1 | Artificial intelligence and agents Flashcards
What is an agent?
Someone who acts upon the world
What is an environment?
A given world. For example a room
What elements does the agent rely on?
- Prior knowledge - about the agent and the environment
- History - of interaction with the environment, which is composed of
- Stimuli - received from the current environment, which can include observations about the environment, as well as actions that the environment imposes on the agent and
- Past experiences - of previous actions and stimuli, or other data, from which it can learn
- Goals - that it must try to achieve or preferences over states of the world
- Abilities - the primitive actions the agent is capable of carrying out.
What is design time computation?
is the computation that is carried out to design the agent. It is carried out by the designer of the agent, not the agent itself.
What is offline computation?
is the computation done by the agent before it has to act. It can include compilation and learning. Offline, an agent can take background knowledge and data and compile them into a usable form called a knowledge base. Background knowledge can be given either at design time or offline.
What is online computation?
is the computation done by the agent between observing the environment and acting in the environment. A piece of information obtained online is called an observation. An agent typically must use its knowledge base, its beliefs and its observations to determine what to do next.
What two strategies are there to building an agent?
Simplify the environment
The first is to simplify environments and build complex reasoning systems for these simple environments. For example, factory robots can do sophisticated tasks in the engineered environment of a factory, but they may be hopeless in a natural environment. Much of the complexity of the task can be reduced by simplifying the environment. This is also important for building practical systems because many environments can be engineered to make them simpler for agents.
Simplify the agent
The second strategy is to build simple agents in natural environments. This is inspired by seeing how insects can survive in complex environments even though they have very limited reasoning abilities.

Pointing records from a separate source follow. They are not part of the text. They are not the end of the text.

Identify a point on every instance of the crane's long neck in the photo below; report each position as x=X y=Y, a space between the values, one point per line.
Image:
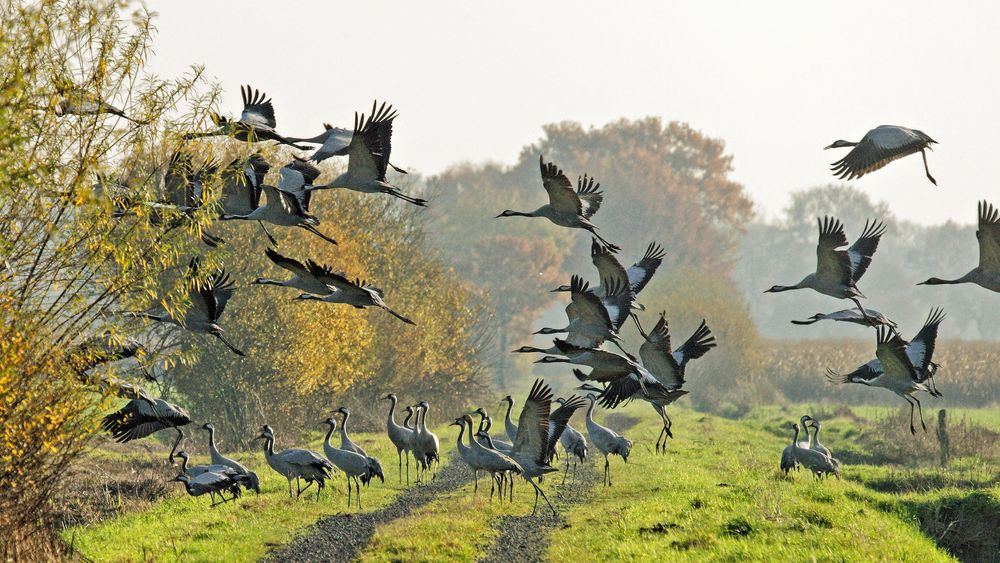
x=461 y=432
x=964 y=279
x=392 y=412
x=780 y=288
x=472 y=439
x=211 y=442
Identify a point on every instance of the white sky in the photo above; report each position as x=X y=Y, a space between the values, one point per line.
x=777 y=81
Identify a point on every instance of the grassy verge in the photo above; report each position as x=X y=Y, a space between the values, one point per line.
x=718 y=494
x=184 y=528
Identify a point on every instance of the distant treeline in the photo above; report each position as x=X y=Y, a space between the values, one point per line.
x=783 y=251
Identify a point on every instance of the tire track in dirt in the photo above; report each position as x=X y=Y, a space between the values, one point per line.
x=342 y=537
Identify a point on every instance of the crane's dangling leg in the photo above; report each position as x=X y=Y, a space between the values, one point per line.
x=913 y=429
x=539 y=491
x=177 y=442
x=869 y=320
x=920 y=410
x=306 y=488
x=274 y=243
x=927 y=170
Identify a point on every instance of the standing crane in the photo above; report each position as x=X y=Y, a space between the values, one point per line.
x=987 y=273
x=481 y=458
x=347 y=444
x=354 y=465
x=838 y=271
x=296 y=464
x=208 y=301
x=607 y=441
x=538 y=430
x=574 y=443
x=566 y=207
x=879 y=147
x=426 y=442
x=400 y=436
x=817 y=463
x=252 y=481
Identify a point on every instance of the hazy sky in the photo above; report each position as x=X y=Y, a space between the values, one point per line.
x=777 y=81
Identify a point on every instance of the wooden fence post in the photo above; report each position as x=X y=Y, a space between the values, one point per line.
x=943 y=440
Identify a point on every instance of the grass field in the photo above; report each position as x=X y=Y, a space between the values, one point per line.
x=717 y=494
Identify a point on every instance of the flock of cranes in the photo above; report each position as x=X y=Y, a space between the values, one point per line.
x=596 y=313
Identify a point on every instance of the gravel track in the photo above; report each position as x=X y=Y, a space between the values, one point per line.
x=342 y=537
x=526 y=538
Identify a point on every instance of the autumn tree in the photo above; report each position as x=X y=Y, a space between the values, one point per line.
x=665 y=183
x=305 y=357
x=68 y=264
x=783 y=251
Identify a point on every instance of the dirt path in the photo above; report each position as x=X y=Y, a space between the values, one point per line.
x=342 y=537
x=526 y=538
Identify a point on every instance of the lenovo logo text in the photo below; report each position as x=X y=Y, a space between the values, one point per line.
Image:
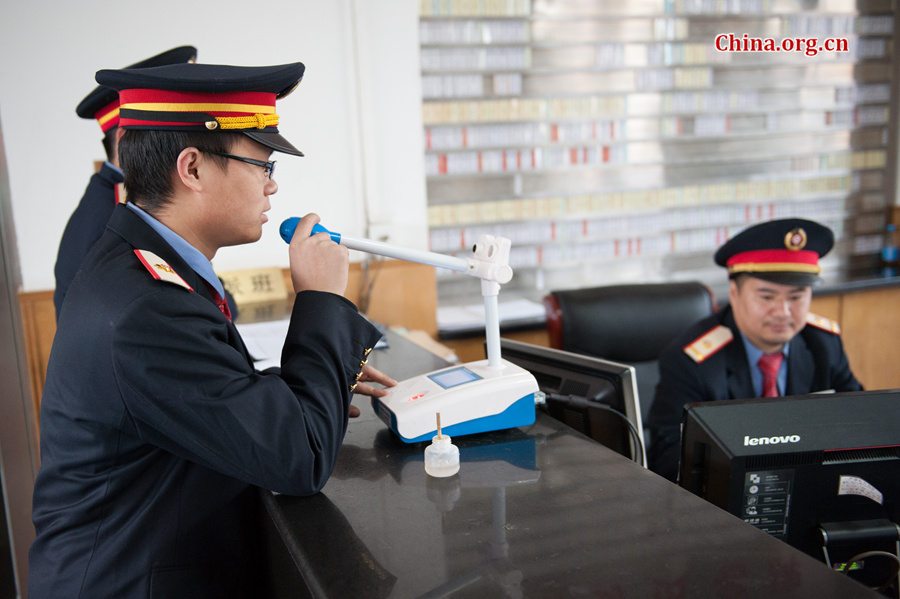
x=777 y=440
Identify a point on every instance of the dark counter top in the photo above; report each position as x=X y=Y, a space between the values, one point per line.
x=538 y=511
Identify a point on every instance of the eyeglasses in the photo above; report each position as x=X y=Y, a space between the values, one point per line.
x=269 y=165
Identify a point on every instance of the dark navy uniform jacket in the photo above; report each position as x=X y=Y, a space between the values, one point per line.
x=84 y=228
x=156 y=431
x=816 y=362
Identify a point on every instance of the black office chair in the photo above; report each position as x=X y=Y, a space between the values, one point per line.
x=627 y=323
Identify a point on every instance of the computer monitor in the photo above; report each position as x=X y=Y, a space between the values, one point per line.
x=821 y=471
x=599 y=382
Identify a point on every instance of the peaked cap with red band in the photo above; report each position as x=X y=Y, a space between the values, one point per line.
x=205 y=97
x=783 y=251
x=103 y=103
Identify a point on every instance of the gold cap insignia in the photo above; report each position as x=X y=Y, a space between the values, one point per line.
x=795 y=240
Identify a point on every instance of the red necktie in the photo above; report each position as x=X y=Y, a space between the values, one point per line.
x=769 y=365
x=220 y=301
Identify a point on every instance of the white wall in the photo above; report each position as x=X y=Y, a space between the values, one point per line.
x=356 y=114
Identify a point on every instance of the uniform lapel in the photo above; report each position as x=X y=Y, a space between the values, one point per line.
x=740 y=385
x=801 y=368
x=139 y=234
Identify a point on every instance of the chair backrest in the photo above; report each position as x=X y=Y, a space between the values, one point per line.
x=627 y=323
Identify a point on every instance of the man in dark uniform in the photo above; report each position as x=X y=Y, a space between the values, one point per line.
x=156 y=431
x=103 y=192
x=764 y=344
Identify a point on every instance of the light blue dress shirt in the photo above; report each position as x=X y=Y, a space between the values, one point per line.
x=753 y=356
x=188 y=253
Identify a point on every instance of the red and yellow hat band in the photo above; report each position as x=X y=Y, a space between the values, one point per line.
x=775 y=261
x=175 y=110
x=108 y=116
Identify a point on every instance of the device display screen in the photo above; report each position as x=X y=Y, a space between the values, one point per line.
x=452 y=378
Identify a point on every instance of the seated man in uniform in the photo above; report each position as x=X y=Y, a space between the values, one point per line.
x=88 y=221
x=157 y=434
x=764 y=344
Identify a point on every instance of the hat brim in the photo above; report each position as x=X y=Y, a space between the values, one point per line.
x=272 y=140
x=801 y=279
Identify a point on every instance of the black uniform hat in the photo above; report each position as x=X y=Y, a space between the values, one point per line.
x=205 y=97
x=783 y=251
x=103 y=103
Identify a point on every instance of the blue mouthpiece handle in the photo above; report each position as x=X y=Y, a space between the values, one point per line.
x=287 y=230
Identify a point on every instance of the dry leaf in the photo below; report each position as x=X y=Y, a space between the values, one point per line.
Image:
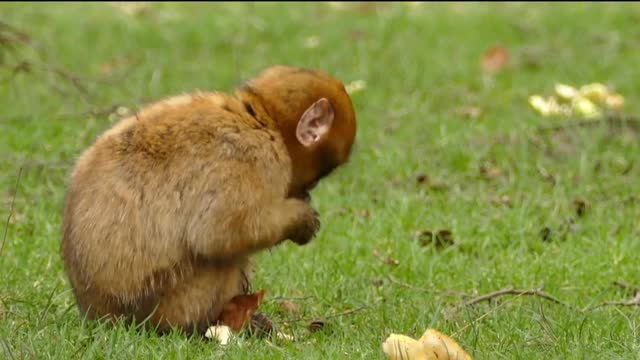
x=490 y=172
x=240 y=309
x=580 y=206
x=222 y=333
x=261 y=325
x=495 y=60
x=288 y=307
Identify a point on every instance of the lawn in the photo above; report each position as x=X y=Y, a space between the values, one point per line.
x=442 y=147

Researchers then make the agents have more reasoning abilities as their tasks become more complicated.
What is a general difference between a computer program and AI?
Computer program: procedural
AI: declarative
One way that AI representations differ from computer programs in traditional languages is that an AI representation typically specifies what needs to be computed, not how it is to be computed.
What does the general framework of task solving consist of?
- Determine what constitutes a solution (Solve)
- Represent the task in a way a computer can reason about (Represent)
- Use the computer to compute an output, which is answers presented to a user or actions to be carried out in the environment (Compute)
- Interpret the output as a solution to the task. (Interpet)
What is knowledge?
Knowledge is the info about a domain that can be used to solve tasks in that domain
What is a representation language?
A representation language is used to express the knowledge that is used in an agent
What makes a good representation language?
rich enough to express the knowledge needed to solve the task.
as close to a natural specification of the task as possible; it should be compact, natural, and maintainable. It should be easy to see the relationship between the representation and the domain being represented, so that it is easy to determine whether the knowledge represented is correct. A small change in the task should result in a small change in the representation of the task.
amenable to efficient computation, or tractable, which means that the agent can act quickly enough. To ensure this, representations exploit features of the task for computational gain and trade off accuracy and computation time.
able to be acquired from people, data and past experiences.
What is an optimal solution?
An optimal solution to a task is one that is the best solution according to some measure of solution quality.
For example, a robot may need to take out as much trash as possible; the more trash it can take out, the better.
What is an satisficing solution?
A satisficing solution is one that is good enough according to some description of which solutions are adequate.
What is an approximately optimal solution?
An approximately optimal solution is one whose measure of quality is close to the best that could theoretically be obtained.
Typically, agents do not need optimal solutions to tasks; they only need to get close enough. For example, the robot may not need to travel the optimal distance to take out the trash but may only need to be within, say, 10% of the optimal distance.